The Gibson family's passion for photography has been passed down through an astonishing five generations from John Gibson, who purchased his first camera 150 years ago.
Born in 1827, and a seaman by trade, it is not known how or where John Gibson (d.1920) acquired his first camera at a time when photography was the preserve of professionals or the wealthy, however we do know that by 1860 he had established himself as a professional photographer in a studio in Penzance. Returning to the Scillies in 1865, he apprenticed his two sons Alexander (1857-1944) and Herbert (1861-1937) in the business, forging a personal and professional unity which would be passed down through all the generations which followed. Inseparable from his brother until the end, it is said that Alexander almost threw himself into Herbert’s grave at his funeral in 1937.
The family’s famous shipwreck photography began in 1869, on the historic occasion of the arrival of the first telegraph on the Isles of Scilly.
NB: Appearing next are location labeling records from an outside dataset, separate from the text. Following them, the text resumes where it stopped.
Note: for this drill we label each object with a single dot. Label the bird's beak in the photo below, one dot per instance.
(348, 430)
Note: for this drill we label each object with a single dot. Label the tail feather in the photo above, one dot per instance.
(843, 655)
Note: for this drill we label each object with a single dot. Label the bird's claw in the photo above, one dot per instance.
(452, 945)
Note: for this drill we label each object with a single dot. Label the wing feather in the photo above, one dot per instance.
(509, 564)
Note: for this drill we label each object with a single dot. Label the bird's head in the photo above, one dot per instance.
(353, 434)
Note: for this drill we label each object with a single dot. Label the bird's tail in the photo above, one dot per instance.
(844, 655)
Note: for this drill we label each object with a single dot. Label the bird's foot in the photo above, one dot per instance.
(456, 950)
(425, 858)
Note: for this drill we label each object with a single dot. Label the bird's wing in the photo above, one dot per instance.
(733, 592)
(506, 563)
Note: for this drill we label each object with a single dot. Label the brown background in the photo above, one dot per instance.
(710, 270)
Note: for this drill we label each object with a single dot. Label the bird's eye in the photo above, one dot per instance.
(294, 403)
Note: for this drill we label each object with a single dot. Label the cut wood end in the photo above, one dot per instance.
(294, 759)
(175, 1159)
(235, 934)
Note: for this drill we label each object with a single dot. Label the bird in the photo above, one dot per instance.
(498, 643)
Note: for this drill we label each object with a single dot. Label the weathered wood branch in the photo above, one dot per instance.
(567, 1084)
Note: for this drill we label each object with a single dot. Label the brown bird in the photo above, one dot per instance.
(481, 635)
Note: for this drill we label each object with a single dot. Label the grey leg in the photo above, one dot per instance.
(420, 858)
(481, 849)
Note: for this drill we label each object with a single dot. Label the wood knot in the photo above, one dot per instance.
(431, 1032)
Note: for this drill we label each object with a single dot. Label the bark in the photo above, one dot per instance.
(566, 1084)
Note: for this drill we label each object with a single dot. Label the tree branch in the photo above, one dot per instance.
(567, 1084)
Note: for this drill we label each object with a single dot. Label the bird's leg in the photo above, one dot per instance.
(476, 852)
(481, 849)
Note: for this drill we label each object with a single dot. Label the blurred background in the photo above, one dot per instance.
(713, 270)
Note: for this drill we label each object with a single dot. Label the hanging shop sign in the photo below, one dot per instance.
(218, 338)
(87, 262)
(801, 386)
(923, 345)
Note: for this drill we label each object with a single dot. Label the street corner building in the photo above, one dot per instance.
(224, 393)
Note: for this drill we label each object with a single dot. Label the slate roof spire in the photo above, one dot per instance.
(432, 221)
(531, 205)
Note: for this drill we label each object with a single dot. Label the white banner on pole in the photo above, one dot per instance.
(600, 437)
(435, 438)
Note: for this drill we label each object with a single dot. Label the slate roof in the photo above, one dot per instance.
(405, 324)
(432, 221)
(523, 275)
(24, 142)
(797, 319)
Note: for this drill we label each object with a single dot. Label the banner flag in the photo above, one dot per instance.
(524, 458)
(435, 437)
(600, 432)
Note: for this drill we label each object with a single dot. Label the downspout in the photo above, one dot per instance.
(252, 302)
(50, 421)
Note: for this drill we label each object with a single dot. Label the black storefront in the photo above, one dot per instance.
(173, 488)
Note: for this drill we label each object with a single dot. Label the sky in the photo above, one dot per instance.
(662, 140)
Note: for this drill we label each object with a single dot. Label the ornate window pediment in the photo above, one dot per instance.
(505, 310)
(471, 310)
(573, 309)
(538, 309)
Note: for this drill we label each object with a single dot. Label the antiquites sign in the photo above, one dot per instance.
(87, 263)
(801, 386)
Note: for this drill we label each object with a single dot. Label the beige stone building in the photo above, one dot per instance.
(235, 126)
At a time when it could take a week for word to reach the mainland from the islands, the telegraph transformed the pace at which news could travel. At the forefront of early photojournalism, John became the islands’ local news correspondent, and Alexander the telegraphist - and it is little surprise that wrecks were often major news. On the occasion of the wreck of the 3500-ton German steamer, Schiller, in 1876 when over 300 people died, the two brothers worked together for days - John preparing newspaper reports, and Alexander transmitting them across the world, until he collapsed with exhaustion. Although they were working in difficult conditions, travelling with a cart or boat to reach the shipwrecks - and scrambling over rocky crags and sand dunes with a portable dark room, carrying fragile glass plates and heavy equipment - they produced some of the most arresting and emotive photographic images of shipwrecks produced in the nineteenth and twentieth centuries. The tradition of photographing wrecks alongside the everyday photographic work continued in the twentieth century with Alexander's son James (1901-1985), and into the twenty-first century with James's son Frank (1929-2012).
"Other men have taken fine shipwreck photographs, but nowhere else in the world can one family have produced such a consistently high and poetic standard of work" (John Fowles).
"This is the greatest archive of the drama and mechanics of shipwreck we will ever see - a thousand images stretching over 130 years, of such power, insight and nostalgia that even the most passive observer cannot fail to feel the excitement or pathos of the events they depict." (Rex Cowan, shipwreck hunter and author).
"We are standing in an Aladdin’s cave where the Gibson treasure is stored, and Frank is its keeper. It is half shed, half amateur laboratory, a litter of cluttered shelves, ancient equipment, boxes, printer’s blocks and books. Many hundreds of plates and thousands of photographs are still waiting an inventory. Most have never seen the light of day. Any agent, publisher or accountant would go into free fall at the very sight of them." (John Le Carré, on visiting the Gibsons of Scilly archive with Frank Gibson in 1997).